Learning curve takes 65 repetitions of totally extraperitoneal laparoscopy on inguinal hernias for reduction of operating time and complications
Inguinal hernia repair is one of the most frequently conducted surgical procedures worldwide. Totally extraperitoneal (TEP) hernioplasty has shown many advantages over traditional open surgery. However, because of increased surgical complexity, it requires more practice to achieve optimal results.
The aim of this study is to evaluate the learning curve for TEP hernioplasty, analysing parameters related to the mean operating time. The secondary objective is to assess the complications and early discharge rates related to this procedure.
A prospective study of 238 consecutive patients undergoing TEP hernioplasty from the same practitioner between May 2009 and May 2014, in a specialised centre for abdominal hernias in Sao Paulo, Brazil, was conducted. All data were obtained through medical records.

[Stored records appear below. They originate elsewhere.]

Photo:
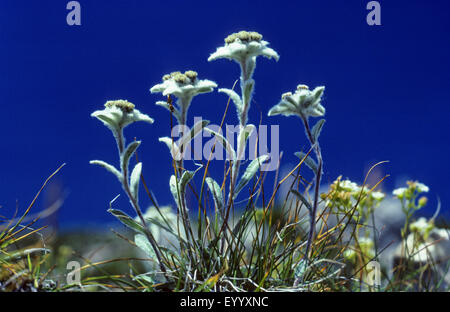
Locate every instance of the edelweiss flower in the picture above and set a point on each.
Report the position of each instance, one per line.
(349, 186)
(303, 103)
(420, 187)
(421, 226)
(243, 47)
(400, 192)
(120, 113)
(379, 196)
(184, 87)
(154, 218)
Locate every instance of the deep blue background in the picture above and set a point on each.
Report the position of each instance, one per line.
(387, 88)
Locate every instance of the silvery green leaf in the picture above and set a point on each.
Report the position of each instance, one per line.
(317, 129)
(24, 253)
(108, 167)
(172, 109)
(127, 220)
(216, 192)
(248, 90)
(165, 227)
(196, 129)
(234, 97)
(224, 142)
(300, 269)
(186, 177)
(318, 92)
(173, 147)
(242, 139)
(174, 190)
(142, 242)
(107, 119)
(302, 199)
(145, 278)
(250, 173)
(128, 152)
(308, 161)
(135, 178)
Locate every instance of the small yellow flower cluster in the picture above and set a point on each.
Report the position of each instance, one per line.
(245, 36)
(188, 77)
(124, 105)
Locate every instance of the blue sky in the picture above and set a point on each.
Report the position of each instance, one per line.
(386, 88)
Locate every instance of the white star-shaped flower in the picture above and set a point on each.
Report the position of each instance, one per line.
(242, 45)
(184, 87)
(120, 113)
(303, 103)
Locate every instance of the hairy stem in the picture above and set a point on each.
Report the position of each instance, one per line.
(315, 144)
(134, 201)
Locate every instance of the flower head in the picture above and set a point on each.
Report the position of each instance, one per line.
(242, 45)
(303, 102)
(422, 227)
(120, 113)
(166, 216)
(414, 188)
(184, 87)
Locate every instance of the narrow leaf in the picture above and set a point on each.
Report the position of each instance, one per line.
(234, 97)
(128, 152)
(308, 161)
(127, 220)
(317, 129)
(224, 142)
(142, 242)
(250, 173)
(196, 129)
(108, 167)
(302, 199)
(173, 148)
(216, 192)
(135, 178)
(171, 109)
(174, 190)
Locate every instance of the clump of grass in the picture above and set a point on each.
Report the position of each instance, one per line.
(304, 241)
(23, 262)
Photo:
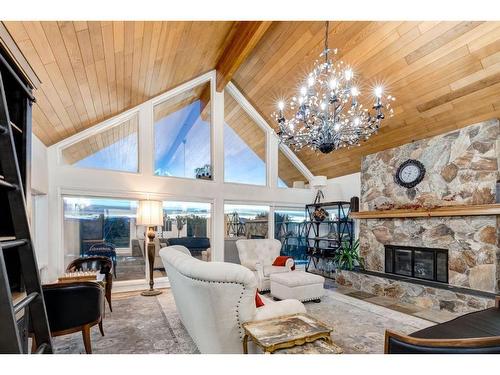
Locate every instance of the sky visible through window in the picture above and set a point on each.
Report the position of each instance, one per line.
(182, 144)
(119, 156)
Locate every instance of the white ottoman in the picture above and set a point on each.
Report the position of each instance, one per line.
(300, 285)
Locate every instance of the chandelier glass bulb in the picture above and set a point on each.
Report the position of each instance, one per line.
(328, 113)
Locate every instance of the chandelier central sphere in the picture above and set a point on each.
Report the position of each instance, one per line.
(327, 113)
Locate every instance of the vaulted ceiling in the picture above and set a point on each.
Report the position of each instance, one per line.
(445, 75)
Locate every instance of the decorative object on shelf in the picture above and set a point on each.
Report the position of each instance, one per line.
(179, 223)
(347, 257)
(328, 113)
(324, 238)
(354, 204)
(204, 173)
(320, 214)
(410, 173)
(150, 214)
(497, 192)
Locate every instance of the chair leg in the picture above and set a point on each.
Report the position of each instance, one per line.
(33, 344)
(86, 339)
(101, 328)
(108, 298)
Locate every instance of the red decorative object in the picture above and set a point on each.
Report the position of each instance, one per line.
(281, 261)
(258, 300)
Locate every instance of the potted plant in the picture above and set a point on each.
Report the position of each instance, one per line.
(347, 256)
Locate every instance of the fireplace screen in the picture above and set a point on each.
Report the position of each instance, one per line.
(419, 262)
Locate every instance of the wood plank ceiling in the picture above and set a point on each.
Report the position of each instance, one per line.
(91, 71)
(445, 75)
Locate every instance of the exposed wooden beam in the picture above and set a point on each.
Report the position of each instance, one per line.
(245, 37)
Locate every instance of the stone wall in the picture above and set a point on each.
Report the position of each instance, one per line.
(471, 243)
(419, 295)
(462, 167)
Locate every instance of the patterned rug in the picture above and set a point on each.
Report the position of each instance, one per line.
(137, 325)
(151, 325)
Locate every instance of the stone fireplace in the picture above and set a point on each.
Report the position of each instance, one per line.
(417, 262)
(462, 168)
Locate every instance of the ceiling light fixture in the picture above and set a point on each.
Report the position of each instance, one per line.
(328, 113)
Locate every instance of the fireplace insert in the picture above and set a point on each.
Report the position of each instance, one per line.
(418, 262)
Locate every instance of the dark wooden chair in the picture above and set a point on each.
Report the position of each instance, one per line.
(103, 249)
(474, 333)
(74, 307)
(98, 263)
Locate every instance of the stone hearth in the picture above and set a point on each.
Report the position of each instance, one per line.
(462, 168)
(426, 297)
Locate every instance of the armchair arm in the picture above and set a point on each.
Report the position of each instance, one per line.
(289, 264)
(402, 344)
(259, 268)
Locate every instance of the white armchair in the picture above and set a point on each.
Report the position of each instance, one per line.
(258, 255)
(214, 298)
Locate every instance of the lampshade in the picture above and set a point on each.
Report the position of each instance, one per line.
(150, 213)
(318, 182)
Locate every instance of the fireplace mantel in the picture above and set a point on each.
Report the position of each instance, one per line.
(462, 210)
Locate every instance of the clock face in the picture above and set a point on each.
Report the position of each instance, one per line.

The study included 137 patients undergoing a total of 157 TEP hernia repairs. Bilaterality and complications can influence the operating time and so were excluded. Patients with unilateral surgery and without complications were included. Patients were chronologically divided into four groups. Groups 1–3 were composed of 35 patients and group 4 of 32. There were no significant variations in clinical characteristics between the groups. The plateau of the learning curve was reached on the 65 th repetition of the surgery, with a mean operating time of 28 min (p < 0,05). Complications were only observed in the first group of 35 patients. 97% of patients were discharged early, defined as patient leaving hospital less than 12 h after surgery.
After an initial reduction, the mean operating time stabilised after 65 cases. A reduction in the rate of complications was observed after 35 cases, and a rate of 97% of early discharge was achieved.